The focus of the battle between IRI and Nielsen shifted to Europe, where Nielsen held a decided advantage. Late in 1992, IRI began offering InfoScan in England as part of a joint venture with two European companies that led to the acquisition of NMRA Retail Audit, formerly part of Robert Maxwell's AGB empire. Although IRI picked up ground in the turf war over Europe, the company's scanner-based systems were slower to catch on there due to the continued consumer preference for mom-and-pop groceries.
As the 1990s continued, IRI maintained the pace of its European expansion, opening offices in Germany, France, and Holland. The company continued to expand its line of scanner-driven services as well. One system added was QScan (short for Quality Scanning Information), a program which provides retailers with direct access to scanner data and software applications.

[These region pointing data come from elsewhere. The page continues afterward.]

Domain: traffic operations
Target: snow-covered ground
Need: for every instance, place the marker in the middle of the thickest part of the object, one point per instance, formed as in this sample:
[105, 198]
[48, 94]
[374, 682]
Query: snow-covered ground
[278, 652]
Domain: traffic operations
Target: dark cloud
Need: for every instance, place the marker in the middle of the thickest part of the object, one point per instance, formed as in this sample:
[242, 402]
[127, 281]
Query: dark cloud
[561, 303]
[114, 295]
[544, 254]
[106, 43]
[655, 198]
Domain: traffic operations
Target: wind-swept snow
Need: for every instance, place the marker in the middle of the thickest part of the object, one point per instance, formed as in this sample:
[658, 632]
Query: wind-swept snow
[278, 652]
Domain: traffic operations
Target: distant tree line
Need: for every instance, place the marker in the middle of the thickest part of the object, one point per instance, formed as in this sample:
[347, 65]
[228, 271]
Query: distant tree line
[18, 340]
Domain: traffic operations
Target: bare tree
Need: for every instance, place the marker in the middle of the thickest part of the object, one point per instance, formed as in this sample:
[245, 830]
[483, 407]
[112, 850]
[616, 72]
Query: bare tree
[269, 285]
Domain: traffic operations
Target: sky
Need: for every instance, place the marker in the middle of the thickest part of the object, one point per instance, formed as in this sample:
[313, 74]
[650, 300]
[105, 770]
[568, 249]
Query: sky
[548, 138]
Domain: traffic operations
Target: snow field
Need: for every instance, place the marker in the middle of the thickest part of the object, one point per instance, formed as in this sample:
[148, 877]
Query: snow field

QScan is capable of providing data for all of a retail chain's stores, rather than just a sample. Another system recently introduced by IRI is LogiCNet, which stands for "logistics communications network." LogiCNet assists manufacturers and retailers in efficiently monitoring the chain of product replenishment. QScan and LogiCNet are both part of an initiative called Efficient Consumer Response (ECR) whose aim is to improve the supply system efficiency of grocery chains.
Meanwhile, U.S. customers continued to flee Nielsen for IRI in large numbers. New clients in late 1992 and early 1993 included Kellogg Co., Campbell Soup's Pepperidge Farm, Keebler Co., and Sara Lee Corporation's L'eggs division. One defection that went in the other direction was that of a key executive. George Garrick, president of IRI's European Information Services, left the company in July 1993 to become president of Nielsen's U.S. market research division. But Nielsen received a shock when Garrick moved back to IRI after four months. The degree of intrigue that accompanied Garrick's recruitment and counter-recruitment is usually reserved for fiction, not corporate America. Ploys associated with the episode included the release of a booklet containing anti-Nielsen memos written by Garrick over the years.

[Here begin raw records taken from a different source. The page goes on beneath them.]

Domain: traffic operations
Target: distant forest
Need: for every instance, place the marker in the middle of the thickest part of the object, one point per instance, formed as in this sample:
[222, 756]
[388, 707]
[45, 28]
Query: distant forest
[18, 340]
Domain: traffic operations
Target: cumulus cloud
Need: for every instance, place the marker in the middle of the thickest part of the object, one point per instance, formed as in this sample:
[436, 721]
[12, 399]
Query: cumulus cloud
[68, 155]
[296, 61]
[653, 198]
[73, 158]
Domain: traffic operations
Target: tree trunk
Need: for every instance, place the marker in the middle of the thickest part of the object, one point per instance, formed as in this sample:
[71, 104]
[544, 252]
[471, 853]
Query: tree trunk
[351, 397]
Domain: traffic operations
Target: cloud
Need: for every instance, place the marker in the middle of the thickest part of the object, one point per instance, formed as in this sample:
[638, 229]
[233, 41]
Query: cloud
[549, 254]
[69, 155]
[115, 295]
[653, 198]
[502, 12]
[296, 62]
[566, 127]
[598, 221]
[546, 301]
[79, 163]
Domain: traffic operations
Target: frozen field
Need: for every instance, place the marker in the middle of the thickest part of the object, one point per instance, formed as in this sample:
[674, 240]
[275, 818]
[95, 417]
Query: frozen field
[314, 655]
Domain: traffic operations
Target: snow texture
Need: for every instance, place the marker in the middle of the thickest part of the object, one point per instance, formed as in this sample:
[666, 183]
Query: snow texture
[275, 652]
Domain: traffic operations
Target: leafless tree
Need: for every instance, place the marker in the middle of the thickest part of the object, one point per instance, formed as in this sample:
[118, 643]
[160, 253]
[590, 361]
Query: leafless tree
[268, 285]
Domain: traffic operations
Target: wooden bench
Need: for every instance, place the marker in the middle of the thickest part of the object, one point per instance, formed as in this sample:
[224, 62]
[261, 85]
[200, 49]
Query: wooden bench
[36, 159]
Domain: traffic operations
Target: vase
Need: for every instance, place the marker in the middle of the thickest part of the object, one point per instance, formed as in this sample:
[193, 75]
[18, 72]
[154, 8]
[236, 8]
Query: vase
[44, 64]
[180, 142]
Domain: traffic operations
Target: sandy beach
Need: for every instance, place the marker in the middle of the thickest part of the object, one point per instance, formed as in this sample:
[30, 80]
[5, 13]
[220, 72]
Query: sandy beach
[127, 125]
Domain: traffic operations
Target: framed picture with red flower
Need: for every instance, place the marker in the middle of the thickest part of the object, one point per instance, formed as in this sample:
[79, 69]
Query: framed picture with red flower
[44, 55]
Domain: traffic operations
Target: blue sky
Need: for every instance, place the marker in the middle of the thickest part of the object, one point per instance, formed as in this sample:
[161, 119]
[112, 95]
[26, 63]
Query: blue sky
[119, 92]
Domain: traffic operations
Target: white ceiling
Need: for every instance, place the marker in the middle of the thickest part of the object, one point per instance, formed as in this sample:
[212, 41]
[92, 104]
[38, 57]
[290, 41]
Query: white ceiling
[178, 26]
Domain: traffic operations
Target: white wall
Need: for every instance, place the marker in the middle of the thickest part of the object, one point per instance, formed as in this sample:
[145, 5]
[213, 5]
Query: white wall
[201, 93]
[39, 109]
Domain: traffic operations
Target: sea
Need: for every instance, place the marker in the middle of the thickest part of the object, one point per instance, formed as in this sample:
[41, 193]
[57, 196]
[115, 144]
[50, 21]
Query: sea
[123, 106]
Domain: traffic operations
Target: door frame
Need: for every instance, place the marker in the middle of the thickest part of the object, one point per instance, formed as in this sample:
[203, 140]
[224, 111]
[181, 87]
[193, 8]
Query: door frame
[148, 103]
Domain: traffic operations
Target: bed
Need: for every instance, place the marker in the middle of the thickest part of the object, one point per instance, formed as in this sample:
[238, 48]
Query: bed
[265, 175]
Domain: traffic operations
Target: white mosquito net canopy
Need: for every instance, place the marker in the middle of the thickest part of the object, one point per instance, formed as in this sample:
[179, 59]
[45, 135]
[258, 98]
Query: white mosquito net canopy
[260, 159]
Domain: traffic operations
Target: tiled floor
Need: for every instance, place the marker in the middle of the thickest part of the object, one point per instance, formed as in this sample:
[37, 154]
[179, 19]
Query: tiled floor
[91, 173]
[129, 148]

In 1994, IRI announced it was acquiring the Survey Research Group, Asia's largest market research company. The company continued to focus on international expansion, and by that year its services were being marketed in 26 different countries throughout the world. Although the battle for clients was no longer as one-sided as it had been a few years earlier, IRI's list of new customers was impressive. Between October of 1993 and March of 1994, Dole Foods, Seagram Beverages, and Tetley were among the new companies in the IRI camp.
In only a decade-and-a-half of existence, IRI has attained a position of prominence in its industry. By using cutting-edge technology, IRI has been able to grow at a brisk pace. The company has had a history of aggressive customer recruitment throughout its head-to-head competition with Nielsen. If IRI's success in closing the gap in the global market approaches that of its domestic campaign, it is entirely plausible that it will eventually overtake Nielsen as the leading company in the market research business.
Principal Subsidiaries: Towne-Oller & Associates Inc.; Catalina Information Resources, Inc. (50%); Shopper's Hotline, Inc.; Information Resources S.A. (France); Information Resources GmbH (Germany); InfoScan NMRA Limited (U.K., 60%).